There’s a thread from a few weeks ago, round about 18 April, when I asked a 
similar question because I’ve been doing something similar. 

What works quite well was suggested by Godfrey. In Lightroom use the white 
balance eye-dropper to select the space between the negatives as the reference 
white to remove the cast, then invert the colours by dragging the ends of the 
curves to the top and bottom respectively.

This gives you quick results like this, which is good enough for my purposes in 
letting me see what I have so I can either throw it away or keep and scan 
individual frames.

https://adobe.ly/3cOnqTe

I’m using an old Leica copy stand at the A4 setting with a 50mm lens. I intend 
to get something similar which does individual frames.

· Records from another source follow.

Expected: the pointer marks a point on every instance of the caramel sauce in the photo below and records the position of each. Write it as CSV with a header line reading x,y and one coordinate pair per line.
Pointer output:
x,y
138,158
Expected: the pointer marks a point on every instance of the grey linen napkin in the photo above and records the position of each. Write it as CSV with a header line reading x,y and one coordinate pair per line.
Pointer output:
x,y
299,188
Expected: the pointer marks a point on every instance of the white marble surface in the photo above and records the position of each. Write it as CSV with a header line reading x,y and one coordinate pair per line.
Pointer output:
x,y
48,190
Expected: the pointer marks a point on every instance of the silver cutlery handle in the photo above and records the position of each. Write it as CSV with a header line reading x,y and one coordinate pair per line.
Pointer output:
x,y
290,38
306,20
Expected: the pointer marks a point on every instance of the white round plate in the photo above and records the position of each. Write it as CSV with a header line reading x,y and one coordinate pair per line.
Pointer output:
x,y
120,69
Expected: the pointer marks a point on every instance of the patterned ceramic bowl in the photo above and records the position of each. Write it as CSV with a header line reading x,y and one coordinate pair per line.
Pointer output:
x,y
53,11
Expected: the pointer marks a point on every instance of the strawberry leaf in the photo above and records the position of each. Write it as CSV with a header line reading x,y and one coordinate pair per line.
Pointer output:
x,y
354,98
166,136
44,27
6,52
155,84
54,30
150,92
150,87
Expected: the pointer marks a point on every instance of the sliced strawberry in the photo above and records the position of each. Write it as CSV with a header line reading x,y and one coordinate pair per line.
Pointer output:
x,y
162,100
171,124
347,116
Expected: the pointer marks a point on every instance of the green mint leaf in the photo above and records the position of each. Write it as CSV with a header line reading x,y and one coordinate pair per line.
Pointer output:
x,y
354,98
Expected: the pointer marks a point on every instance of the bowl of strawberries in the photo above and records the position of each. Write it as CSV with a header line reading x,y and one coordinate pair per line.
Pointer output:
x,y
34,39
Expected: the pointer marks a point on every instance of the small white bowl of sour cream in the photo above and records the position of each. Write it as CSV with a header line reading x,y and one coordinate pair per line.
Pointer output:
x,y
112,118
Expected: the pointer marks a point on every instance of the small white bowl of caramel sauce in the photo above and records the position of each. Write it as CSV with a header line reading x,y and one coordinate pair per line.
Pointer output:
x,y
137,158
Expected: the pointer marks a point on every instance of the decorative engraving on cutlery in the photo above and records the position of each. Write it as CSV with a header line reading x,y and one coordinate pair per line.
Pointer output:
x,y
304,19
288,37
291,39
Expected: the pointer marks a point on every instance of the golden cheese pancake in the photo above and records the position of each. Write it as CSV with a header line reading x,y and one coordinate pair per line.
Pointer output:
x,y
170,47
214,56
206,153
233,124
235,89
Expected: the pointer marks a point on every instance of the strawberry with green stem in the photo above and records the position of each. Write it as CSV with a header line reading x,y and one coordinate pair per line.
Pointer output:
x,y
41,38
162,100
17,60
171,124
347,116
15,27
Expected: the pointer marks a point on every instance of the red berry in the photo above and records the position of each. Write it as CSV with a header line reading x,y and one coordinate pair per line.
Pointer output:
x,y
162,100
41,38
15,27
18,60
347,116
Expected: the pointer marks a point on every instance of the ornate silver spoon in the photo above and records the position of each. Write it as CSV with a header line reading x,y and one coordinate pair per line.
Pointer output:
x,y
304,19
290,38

> On 19 May 2020, at 03:18, Rick Womer <[email protected]> wrote:
> 
> Ah, but that assumes a film scanner. I’ve been putting slides on a light box 
> and shooting them with my K-5 (on a tripod) and a macro lens.
> 
> So, I need a software solution that runs on a Mac. Any ideas?
> 
> 
> 
>>> On May 18, 2020, at 10:14 PM, Mark Roberts <[email protected]> 
>>> wrote:
>>> 
>>> Rick Womer wrote:
>>> 
>>> I’ve been going through lots of family photos the last few days for an 
>>> upcoming event.
>>> 
>>> Most of the shots were slides, but a substantial number were prints. For 
>>> many of those, the prints are lost but the negatives remain.
>>> 
>>> Is there a way, without huge investment, to turn scanned color negatives 
>>> into positives?
>> 
>> All film scanners I know of have software that does the necessary
>> inversion and color mask removal.